President and First Lady Obama Address Black Grads

President and First Lady Obama Address Black Grads

Published May 11, 2010

Students at two historically black colleges received send-offs they will never forget courtesy of President and First Lady Obama. Over the weekend, the President spoke to more than a thousand students at Virginia's Hampton University and the First Lady addressed nearly 270 grads at the University of Arkansas at Pine Bluff.  Their speeches were distinct in tone but unified in their hopeful message.

This was the first time either of them had addressed a historically black college and it couldn't have come at a better time. The Obamas did their best to offer words of encouragement to students who must feel a bit ambivalent about launching into a workforce that is far from welcoming.  With the black unemployment rate in the double digits, the new grads' hopeful aspirations will be tempered by harsh realities once they leave the safety of their campus cocoons.

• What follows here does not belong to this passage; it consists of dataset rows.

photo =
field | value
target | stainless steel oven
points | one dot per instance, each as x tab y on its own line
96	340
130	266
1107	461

The First Couple drew inspiration from those early students who bravely dared to pursue education during a time when slavery had barely begun to loosen its grip.  The President talked about Hampton's founders saying, "They recognized, as Frederick Douglass once put it, that education means emancipation. They recognized that education is how America and its people might fulfill our promise."  Similarly, Mrs. Obama evoked the legacy of the University of Arkansas at Pine Bluff's first seven students. She said, "If those seven students could have the audacity to take their place here 135 years ago, if they could insist on fulfilling their God-given potential and staking their claim on the promise of this great nation, then surely, all of you can too."

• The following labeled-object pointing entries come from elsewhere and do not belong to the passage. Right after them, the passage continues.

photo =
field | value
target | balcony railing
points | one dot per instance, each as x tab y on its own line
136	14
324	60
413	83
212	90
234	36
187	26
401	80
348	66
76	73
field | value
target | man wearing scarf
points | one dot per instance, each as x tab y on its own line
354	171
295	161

But the risky job climate was not lost on the President and First Lady.  It was the elephant in the room and nobody was ignoring it. President Obama encouraged students to use their education like a weapon to meet the challenges of today."You’re entering the job market, in an era of heightened international competition, with an economy that’s still rebounding from the worst crisis since the Great Depression."  The First Lady also acknowledged that tough times lie ahead but told students, “Whenever you get discouraged — and you will, when you start to lose heart and you want to give up — and you will, I want you to think about all those who came before you."

 

These commencement addresses were more than mere pep talks like those given to soldiers before they enter battle. The Obamas left graduates with a set of challenges to meet. The President enlisted students to become role models for their peers back home and to help close the education gap that looms over our community.  "All of us have a responsibility, as Americans, to change this," the President said. "to offer every child in this country an education that will make them competitive in our knowledge economy." Mrs. Obama told students not to rest on their new degrees but bring others with them along the way.  She said, "Plenty of folks who've been raised in privilege have gone on to change the world because they had the discipline and drive to set high expectations for themselves, to use their resources to meet those expectations - and to pull others up along the way." 

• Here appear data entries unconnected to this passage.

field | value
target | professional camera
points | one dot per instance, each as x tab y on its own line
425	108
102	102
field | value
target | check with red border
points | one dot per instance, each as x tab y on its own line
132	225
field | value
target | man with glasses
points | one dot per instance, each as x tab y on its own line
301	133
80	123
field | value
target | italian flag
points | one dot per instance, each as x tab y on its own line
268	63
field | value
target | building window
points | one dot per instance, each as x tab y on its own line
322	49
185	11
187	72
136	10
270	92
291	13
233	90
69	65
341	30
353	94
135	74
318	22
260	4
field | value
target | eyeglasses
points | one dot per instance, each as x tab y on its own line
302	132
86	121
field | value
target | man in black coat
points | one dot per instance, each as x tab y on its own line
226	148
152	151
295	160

Back in 1991, President H.W. Bush was the featured speaker at Hampton University's commencement.  But this time, the nation's first African American president walked away with a gift for his time and effort. President Obama received a seedling from a tree on Hampton's campus which served as a meeting place where escaped slaves learned to read and write. Obama promises to plant that seedling at the White House, a fitting tribute for someone is now planting seeds of hope in the hearts of the newest crop of young black leaders, the Class of 2010.